Each node should have full bidirectional network access to every other node in
the deployment. For containerized or orchestrated infrastructures, this may
require specific configuration of networking and routing components such as
ingress or load balancers. Certain operating systems may also require setting
firewall rules. For example, the following command explicitly opens the default
MinIO server API port ``9000`` for servers running firewalld :

.. code-block:: shell
   :class: copyable

   firewall-cmd --permanent --zone=public --add-port=9000/tcp
   firewall-cmd --reload

All MinIO servers in the deployment *must* use the same listen port.

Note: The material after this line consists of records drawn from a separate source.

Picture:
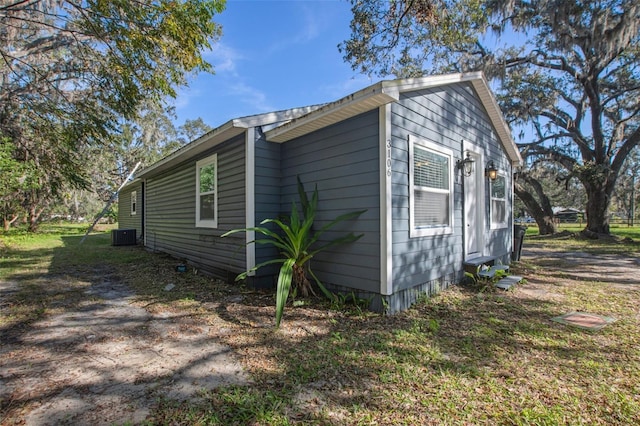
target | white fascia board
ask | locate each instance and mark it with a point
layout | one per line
(495, 115)
(359, 102)
(479, 82)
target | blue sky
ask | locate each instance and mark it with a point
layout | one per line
(273, 55)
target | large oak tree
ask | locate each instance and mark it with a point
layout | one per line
(72, 71)
(568, 72)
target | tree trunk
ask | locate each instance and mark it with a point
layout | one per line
(541, 212)
(597, 210)
(34, 218)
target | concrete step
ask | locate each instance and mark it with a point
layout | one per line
(477, 261)
(507, 282)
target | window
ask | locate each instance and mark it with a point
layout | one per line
(431, 189)
(499, 202)
(134, 201)
(207, 192)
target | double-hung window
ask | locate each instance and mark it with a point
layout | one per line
(430, 188)
(499, 202)
(134, 202)
(207, 192)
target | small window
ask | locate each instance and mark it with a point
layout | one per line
(499, 202)
(207, 192)
(134, 202)
(431, 189)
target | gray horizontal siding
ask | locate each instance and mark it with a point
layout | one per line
(342, 160)
(447, 116)
(125, 219)
(171, 203)
(267, 202)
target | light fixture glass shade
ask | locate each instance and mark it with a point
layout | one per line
(466, 165)
(491, 171)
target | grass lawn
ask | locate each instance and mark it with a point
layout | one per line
(462, 357)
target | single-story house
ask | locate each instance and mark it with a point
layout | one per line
(416, 154)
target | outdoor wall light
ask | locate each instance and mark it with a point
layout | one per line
(466, 165)
(491, 171)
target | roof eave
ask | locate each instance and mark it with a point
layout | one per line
(357, 103)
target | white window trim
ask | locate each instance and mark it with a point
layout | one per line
(207, 223)
(499, 225)
(431, 230)
(134, 202)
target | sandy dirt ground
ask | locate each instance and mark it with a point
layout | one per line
(109, 361)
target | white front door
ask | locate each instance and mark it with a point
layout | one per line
(473, 208)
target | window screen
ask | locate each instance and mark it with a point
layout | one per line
(431, 189)
(207, 186)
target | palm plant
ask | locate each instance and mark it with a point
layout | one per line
(297, 244)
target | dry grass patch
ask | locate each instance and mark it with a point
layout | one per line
(462, 357)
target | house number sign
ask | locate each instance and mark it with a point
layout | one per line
(388, 157)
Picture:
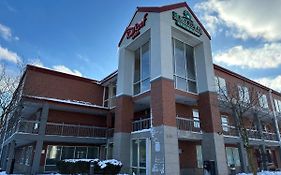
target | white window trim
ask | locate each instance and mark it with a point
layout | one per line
(174, 68)
(148, 78)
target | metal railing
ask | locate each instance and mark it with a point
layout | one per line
(110, 132)
(59, 129)
(252, 133)
(24, 126)
(188, 124)
(141, 124)
(62, 129)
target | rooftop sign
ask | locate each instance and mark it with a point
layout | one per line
(134, 30)
(185, 22)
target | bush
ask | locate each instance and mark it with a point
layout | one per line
(82, 166)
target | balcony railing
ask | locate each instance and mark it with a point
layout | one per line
(60, 129)
(141, 124)
(252, 133)
(188, 124)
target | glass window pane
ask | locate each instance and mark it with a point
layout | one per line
(180, 59)
(137, 66)
(135, 153)
(190, 62)
(229, 156)
(67, 152)
(136, 88)
(145, 85)
(181, 84)
(192, 86)
(142, 171)
(106, 93)
(199, 156)
(93, 152)
(236, 156)
(142, 147)
(110, 151)
(80, 152)
(145, 62)
(53, 154)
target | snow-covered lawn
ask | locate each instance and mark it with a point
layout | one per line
(264, 173)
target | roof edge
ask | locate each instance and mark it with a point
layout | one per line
(243, 78)
(166, 8)
(57, 73)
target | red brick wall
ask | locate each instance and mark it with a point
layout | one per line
(233, 81)
(124, 114)
(209, 114)
(163, 102)
(47, 83)
(188, 158)
(185, 111)
(142, 114)
(76, 118)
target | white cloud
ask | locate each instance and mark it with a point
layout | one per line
(8, 55)
(272, 82)
(36, 62)
(6, 33)
(62, 68)
(267, 56)
(243, 19)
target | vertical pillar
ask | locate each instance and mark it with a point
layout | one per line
(39, 143)
(11, 157)
(213, 147)
(165, 155)
(242, 156)
(124, 113)
(262, 146)
(275, 123)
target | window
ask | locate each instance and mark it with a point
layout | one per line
(221, 86)
(109, 95)
(232, 156)
(139, 156)
(196, 120)
(199, 156)
(56, 153)
(277, 105)
(224, 123)
(142, 69)
(184, 67)
(263, 100)
(244, 94)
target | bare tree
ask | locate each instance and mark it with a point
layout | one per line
(10, 92)
(241, 100)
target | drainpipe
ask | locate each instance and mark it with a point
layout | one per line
(275, 121)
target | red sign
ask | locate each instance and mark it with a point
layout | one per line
(134, 30)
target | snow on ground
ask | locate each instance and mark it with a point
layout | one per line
(264, 173)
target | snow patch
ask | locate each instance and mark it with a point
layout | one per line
(263, 173)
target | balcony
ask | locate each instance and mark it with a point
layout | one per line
(60, 129)
(141, 124)
(252, 133)
(186, 124)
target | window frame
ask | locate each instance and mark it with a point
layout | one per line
(196, 120)
(187, 79)
(140, 81)
(225, 125)
(245, 97)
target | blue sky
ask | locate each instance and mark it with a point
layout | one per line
(81, 37)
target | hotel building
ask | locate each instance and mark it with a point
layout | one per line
(158, 113)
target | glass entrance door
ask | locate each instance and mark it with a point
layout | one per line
(139, 156)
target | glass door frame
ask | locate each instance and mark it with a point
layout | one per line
(148, 155)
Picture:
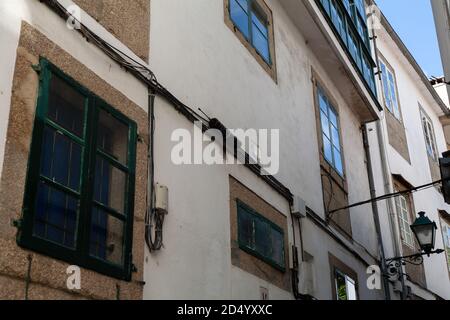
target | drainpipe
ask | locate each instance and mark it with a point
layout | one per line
(376, 217)
(389, 188)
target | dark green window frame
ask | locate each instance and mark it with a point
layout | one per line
(243, 209)
(354, 24)
(253, 9)
(79, 254)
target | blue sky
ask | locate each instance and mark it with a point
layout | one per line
(413, 21)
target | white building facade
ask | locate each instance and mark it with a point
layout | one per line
(154, 221)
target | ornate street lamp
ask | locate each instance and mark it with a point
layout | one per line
(425, 231)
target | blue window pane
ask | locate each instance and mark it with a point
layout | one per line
(239, 16)
(262, 234)
(335, 137)
(277, 247)
(325, 124)
(260, 25)
(106, 237)
(338, 161)
(55, 216)
(66, 106)
(361, 7)
(112, 137)
(110, 185)
(61, 159)
(333, 117)
(327, 149)
(261, 44)
(354, 49)
(326, 4)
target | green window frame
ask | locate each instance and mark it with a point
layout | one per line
(348, 20)
(260, 237)
(116, 228)
(252, 22)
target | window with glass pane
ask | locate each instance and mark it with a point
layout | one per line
(349, 20)
(430, 140)
(330, 133)
(345, 286)
(82, 218)
(252, 22)
(390, 90)
(404, 220)
(260, 237)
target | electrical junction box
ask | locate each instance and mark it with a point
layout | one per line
(162, 198)
(299, 207)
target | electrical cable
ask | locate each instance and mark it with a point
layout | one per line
(388, 196)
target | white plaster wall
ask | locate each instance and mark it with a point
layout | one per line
(201, 61)
(442, 21)
(412, 92)
(189, 52)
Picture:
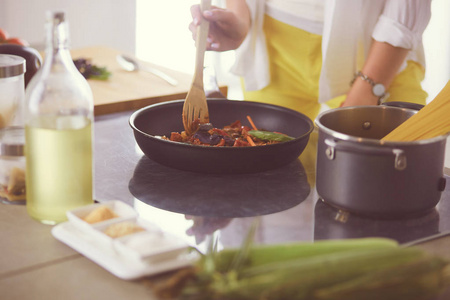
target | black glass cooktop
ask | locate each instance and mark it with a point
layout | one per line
(194, 205)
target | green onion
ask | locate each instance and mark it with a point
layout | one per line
(270, 136)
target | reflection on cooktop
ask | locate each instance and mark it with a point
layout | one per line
(332, 223)
(217, 195)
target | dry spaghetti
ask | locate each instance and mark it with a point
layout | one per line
(431, 121)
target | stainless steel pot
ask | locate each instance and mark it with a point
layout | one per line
(359, 173)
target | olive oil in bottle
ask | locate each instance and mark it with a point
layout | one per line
(58, 131)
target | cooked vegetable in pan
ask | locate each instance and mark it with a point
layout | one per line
(233, 135)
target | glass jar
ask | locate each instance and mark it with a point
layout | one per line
(12, 90)
(12, 165)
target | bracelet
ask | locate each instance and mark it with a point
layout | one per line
(378, 89)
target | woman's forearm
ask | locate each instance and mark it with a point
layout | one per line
(382, 65)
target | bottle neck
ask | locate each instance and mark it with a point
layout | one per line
(57, 33)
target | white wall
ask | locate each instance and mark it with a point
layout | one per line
(92, 22)
(436, 40)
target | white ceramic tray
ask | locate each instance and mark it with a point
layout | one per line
(116, 257)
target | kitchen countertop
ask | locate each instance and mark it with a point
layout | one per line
(34, 265)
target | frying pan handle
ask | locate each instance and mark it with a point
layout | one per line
(333, 146)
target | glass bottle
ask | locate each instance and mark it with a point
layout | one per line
(58, 131)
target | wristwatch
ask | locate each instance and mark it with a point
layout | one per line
(378, 89)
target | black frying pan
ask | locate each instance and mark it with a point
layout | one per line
(164, 118)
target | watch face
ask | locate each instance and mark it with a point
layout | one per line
(378, 90)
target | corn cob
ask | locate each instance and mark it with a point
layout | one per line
(421, 279)
(298, 278)
(261, 255)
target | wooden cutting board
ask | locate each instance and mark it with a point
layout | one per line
(126, 90)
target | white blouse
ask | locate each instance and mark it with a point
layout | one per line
(303, 14)
(348, 29)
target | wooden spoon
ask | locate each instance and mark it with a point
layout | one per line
(195, 106)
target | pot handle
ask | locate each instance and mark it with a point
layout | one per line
(333, 146)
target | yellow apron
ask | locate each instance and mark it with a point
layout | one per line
(295, 60)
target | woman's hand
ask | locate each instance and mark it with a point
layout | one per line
(382, 65)
(228, 27)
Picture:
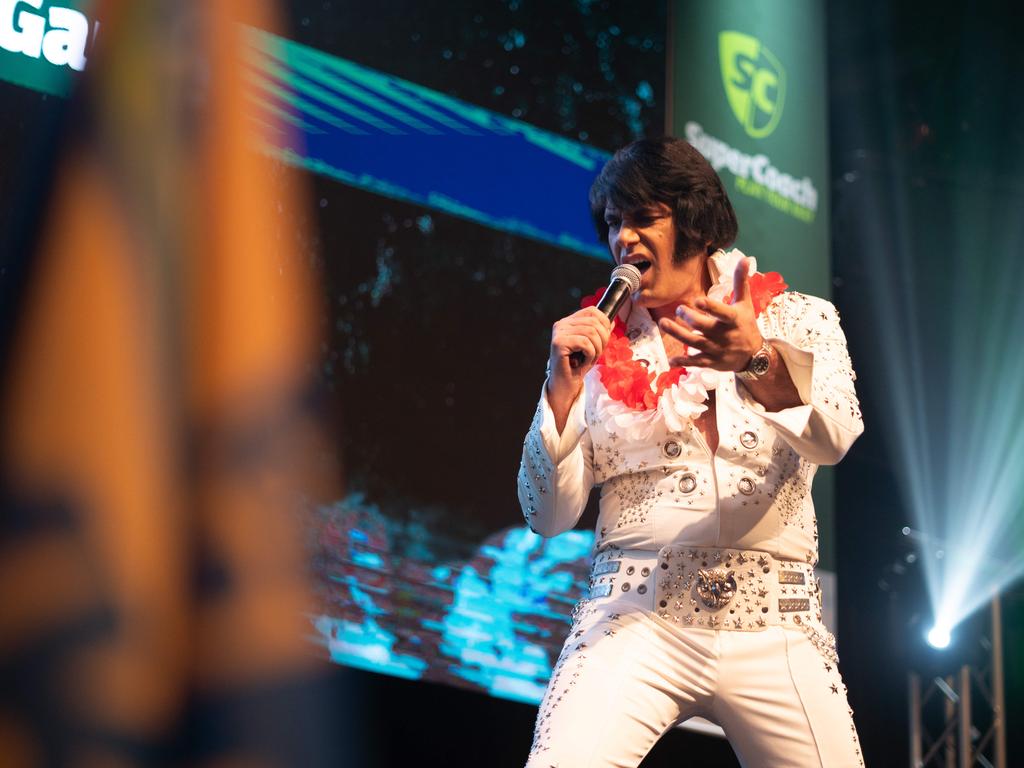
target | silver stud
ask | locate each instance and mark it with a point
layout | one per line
(672, 450)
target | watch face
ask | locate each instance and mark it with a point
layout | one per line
(760, 364)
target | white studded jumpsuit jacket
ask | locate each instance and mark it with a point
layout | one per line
(625, 676)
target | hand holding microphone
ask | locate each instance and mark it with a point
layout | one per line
(579, 339)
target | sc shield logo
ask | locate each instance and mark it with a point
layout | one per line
(755, 82)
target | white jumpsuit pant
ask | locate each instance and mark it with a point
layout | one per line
(626, 676)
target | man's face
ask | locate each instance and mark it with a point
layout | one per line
(647, 239)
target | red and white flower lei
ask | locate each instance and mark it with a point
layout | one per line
(638, 397)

If you set a static :ref:`MinIO Console <minio-console>` port (e.g. ``:9001``)
you must *also* grant access to that port to ensure connectivity from external
clients.

MinIO **strongly recomends** using a load balancer to manage connectivity to the
cluster. The Load Balancer should use a "Least Connections" algorithm for
routing requests to the MinIO deployment, since any MinIO node in the deployment
can receive, route, or process client requests. 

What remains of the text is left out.